At Arup's new exhibition space on Charlotte Street in Fitzrovia, Digital Hinterlands, curated by Ruari Glynn as part of London Digital Week, is a collection of recent graduate work that uses digital tools in new and unexpected ways. The exhibition's aesthetic of laser-cut, and then bent, aluminium panels makes it feel a little bit as if a klingon will jump out from behind one of them at any moment, a playful atmosphere which is a pleasant contrast to the bland seriousness of the rest of the ground floor, with its hung ceilings, reception desk, and glass entrance barriers.
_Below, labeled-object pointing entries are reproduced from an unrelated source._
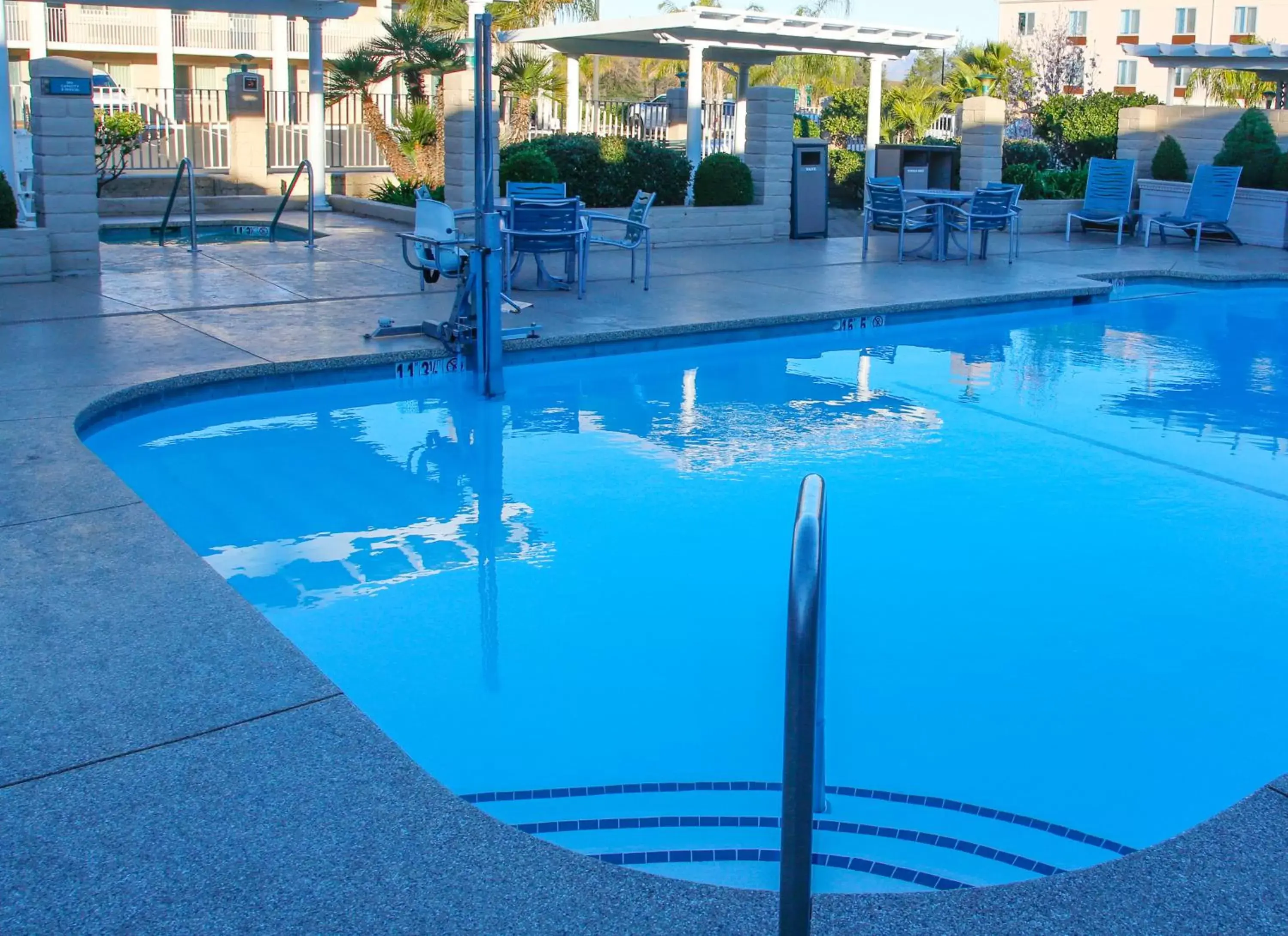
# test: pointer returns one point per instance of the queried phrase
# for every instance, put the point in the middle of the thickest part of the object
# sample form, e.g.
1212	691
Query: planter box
25	255
1260	216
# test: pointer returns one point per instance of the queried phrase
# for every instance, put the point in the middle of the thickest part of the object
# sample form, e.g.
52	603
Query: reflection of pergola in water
736	38
1268	60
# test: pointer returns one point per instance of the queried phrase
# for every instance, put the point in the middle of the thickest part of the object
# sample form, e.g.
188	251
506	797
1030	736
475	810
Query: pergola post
317	118
693	145
572	119
874	133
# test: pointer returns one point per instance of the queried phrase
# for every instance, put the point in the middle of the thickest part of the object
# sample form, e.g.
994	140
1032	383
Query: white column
693	102
165	49
280	30
874	133
740	111
572	119
36	31
317	118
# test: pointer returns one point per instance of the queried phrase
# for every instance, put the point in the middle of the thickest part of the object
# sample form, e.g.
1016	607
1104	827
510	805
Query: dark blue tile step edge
843	862
755	786
772	823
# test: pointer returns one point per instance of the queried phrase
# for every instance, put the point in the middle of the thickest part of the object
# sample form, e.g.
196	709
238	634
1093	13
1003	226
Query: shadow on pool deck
169	761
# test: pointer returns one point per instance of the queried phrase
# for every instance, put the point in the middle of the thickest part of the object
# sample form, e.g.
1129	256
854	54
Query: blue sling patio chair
988	210
637	235
1108	200
887	209
1209	207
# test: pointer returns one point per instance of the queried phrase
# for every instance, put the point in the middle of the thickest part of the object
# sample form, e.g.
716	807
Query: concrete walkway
170	763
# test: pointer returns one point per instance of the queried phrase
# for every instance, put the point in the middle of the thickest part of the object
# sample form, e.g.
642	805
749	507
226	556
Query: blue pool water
1058	574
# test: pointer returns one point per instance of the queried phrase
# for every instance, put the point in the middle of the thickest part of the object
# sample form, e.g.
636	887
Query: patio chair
885	209
1108	200
638	232
988	210
548	227
536	190
1209	207
436	222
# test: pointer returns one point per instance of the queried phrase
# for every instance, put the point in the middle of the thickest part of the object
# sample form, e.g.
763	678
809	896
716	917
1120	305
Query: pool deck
170	763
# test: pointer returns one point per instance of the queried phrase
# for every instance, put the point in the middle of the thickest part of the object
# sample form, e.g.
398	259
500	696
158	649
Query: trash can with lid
809	188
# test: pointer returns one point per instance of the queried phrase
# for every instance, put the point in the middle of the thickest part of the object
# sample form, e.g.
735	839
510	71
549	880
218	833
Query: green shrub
529	165
1169	161
607	173
845	172
1027	152
722	179
1078	128
8	205
1251	143
1041	185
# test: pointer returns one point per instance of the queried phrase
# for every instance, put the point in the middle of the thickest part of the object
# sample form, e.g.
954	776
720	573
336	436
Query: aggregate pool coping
304	817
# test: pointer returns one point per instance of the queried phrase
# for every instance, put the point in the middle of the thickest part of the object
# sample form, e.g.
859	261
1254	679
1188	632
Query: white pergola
736	38
1268	60
315	12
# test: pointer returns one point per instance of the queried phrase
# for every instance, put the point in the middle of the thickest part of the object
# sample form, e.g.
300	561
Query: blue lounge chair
1209	207
885	209
1108	198
637	235
990	209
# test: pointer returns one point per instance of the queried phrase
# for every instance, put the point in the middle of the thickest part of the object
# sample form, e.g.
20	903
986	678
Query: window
1245	21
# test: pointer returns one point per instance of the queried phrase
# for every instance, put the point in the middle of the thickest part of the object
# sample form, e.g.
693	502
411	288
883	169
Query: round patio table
939	198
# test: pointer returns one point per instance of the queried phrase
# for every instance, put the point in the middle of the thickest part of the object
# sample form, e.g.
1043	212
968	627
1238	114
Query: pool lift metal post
803	723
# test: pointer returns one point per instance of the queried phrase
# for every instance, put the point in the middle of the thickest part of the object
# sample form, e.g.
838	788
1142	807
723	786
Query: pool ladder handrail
803	724
192	205
306	167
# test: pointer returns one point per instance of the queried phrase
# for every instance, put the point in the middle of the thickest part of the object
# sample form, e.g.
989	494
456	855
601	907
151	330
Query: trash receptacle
809	188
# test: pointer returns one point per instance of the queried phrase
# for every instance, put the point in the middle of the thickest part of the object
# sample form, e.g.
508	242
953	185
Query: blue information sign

The work is all of a high standard, and I would recommend popping by to choose your own favourites, but I am going to allow my biases to draw me towards two of the exhibitors.
Hanging Panels

Firstly, and briefly, Tarek Shamma's exquisitely crafted Coptic church in Cairo, the Circus Lumens, a powerful and impossible statement of that religion's continuing presence in a city that forbids it to construct new places of worship. Click here for Tarek's blog for the project.

Circus Lumens

Secondly Jordon Hodgson grabbed my eye, the first time whilst sitting folded in on himself on the floor, simultaneously talking on his mobile and dropping tiny pink beads onto the model of his politely kitsch, and delightful, inhabitable chandelier (pictured below), whilst also somehow managing to look short and delicate, which meant that when I met him later that day at the opening, I almost didnt recognise him for his immense height.

Jordan Hodgson
His project, the Workhouse Of The Infrastructural Counter Reformation, produced last year whilst at the RCA, has a thread of fun, humility, and general delight running through it, woven together with a descriptive verve that makes an impossible future world seem as tangible as one presented in an immersive movie (workhouse meets credit crunch, and the fiscal boost of infrastructure spending, to bring a bout a new urban typology aimed at a British economic renaissance, but entirely drenched in victoriana to ease the anxieties associated with its birth). The models hover on the edge of tackiness, and yet by virtue of the obvious consideration, and serious thought, that has gone into their composition, and the success with which some of them, especially the chandelier, convey a sense of structure, they remain very much within the realm of appreciation.

Inhabited Chandelier

The plan was definitely the most engaging part of the project represented in the exhibition. It was like Piranesi's Ichnographiam Campi Martii, but made entirely of doilies, and used to describe the infrastructure of some sort of large, florid and ornate lunar settlement.

Plan of The Project


Then, around the corner from him was the table displaying some of the models from my final year project, The Church Of Perpetual Experimentation.



With a film next to it, describing the project whose intro can be seen here, and the main film here.